I ended up just advising people to

* set bucket boundaries at SLO boundaries, and be sure to update when the SLO does

* actually look at your data and understand the data's shape

* minimize error for the data set you have now; logarithmic bucket sizes with extra buckets near the distribution's current median value seems to work well

* minimize worst-case error if the things you're measuring grow very small or very large and you care about being able to observe that (add extra buckets)

3 comments

One thing you could try to use are variance optimal histograms. These are histograms which set bucket boundaries such that the weighted average variance in the buckets is minimized. Unfortunately, this algorithm is quadratic with the number of data points, but you could try approximating the optimum by taking random subsets of the data, computing the histogram, then seeing how well the histogram does on the whole dataset.

http://www.mathcs.emory.edu/~cheung/Courses/584/Syllabus/pap...

NB: Post author here.

This is interesting and I totally get at least some of the problems you're facing. I wonder if you could take some of the strategies from t-digest and modify a bit to accomplish...I'd be interested in seeing some sort of implementation of this and would love to see if we can get it into our toolkit if you do...or you can also open up a ticket for us and we'll see if we can prioritize to work on something like it ourselves.

I do think there are some interesting ways you can cut corners if you know things about the "SLO" or other sort of cutoff values, but I'd have to think more deeply about it to say more. Essentially we want a variable error rate based on the distance away from a known value, where you have little error in the values relatively close to the known value, care little if at all for fine distinctions on the low end and, once you get past some high end value you could probably bucket everything above it into a "large outliers" bucket or something too...meaning you p999 could get out of hand if you start getting lots of stuff above a threshold, but, if that starts happening, probably everything's already burning down, so might not be that useful to know it's burning down in a very specific way...

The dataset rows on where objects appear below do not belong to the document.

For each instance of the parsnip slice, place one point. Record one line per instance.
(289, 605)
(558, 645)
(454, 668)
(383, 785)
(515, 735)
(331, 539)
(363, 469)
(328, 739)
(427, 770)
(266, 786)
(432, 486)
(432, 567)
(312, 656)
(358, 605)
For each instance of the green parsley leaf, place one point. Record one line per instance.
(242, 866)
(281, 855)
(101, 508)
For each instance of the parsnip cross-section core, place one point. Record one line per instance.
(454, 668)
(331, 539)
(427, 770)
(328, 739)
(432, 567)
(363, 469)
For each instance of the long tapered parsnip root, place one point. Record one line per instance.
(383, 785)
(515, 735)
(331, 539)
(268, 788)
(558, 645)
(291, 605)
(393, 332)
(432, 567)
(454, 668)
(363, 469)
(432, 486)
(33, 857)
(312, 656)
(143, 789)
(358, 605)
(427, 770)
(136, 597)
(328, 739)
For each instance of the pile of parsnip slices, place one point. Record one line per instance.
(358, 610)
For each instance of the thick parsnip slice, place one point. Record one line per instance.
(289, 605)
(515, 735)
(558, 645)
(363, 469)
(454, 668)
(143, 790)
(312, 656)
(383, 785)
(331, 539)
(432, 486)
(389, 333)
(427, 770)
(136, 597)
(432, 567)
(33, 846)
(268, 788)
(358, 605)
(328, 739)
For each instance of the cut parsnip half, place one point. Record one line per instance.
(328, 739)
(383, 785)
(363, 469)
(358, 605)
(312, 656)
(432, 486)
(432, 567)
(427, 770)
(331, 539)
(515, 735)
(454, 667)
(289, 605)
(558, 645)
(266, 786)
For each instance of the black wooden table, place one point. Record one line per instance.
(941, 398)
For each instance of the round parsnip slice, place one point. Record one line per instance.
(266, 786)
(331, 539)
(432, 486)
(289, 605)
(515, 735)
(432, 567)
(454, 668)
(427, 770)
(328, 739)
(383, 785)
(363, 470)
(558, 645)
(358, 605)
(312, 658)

Are you following the work on sparse high resolution histograms in both Prometheus and OpenTelemetry?

It's coming together and will be available soon.

What this means is that you won't have to compromise and pick histogram bucket boundaries anymore. And each bucket will be much narrower.

look at Greenwald-Khanna (and the followon work). It adapts the bucket size to minimize the total error (and the number of buckets is proportional to log-epsilon I think).

with all the competition and 'innovation', you would think the data dogs of this world would grow up beyond time series.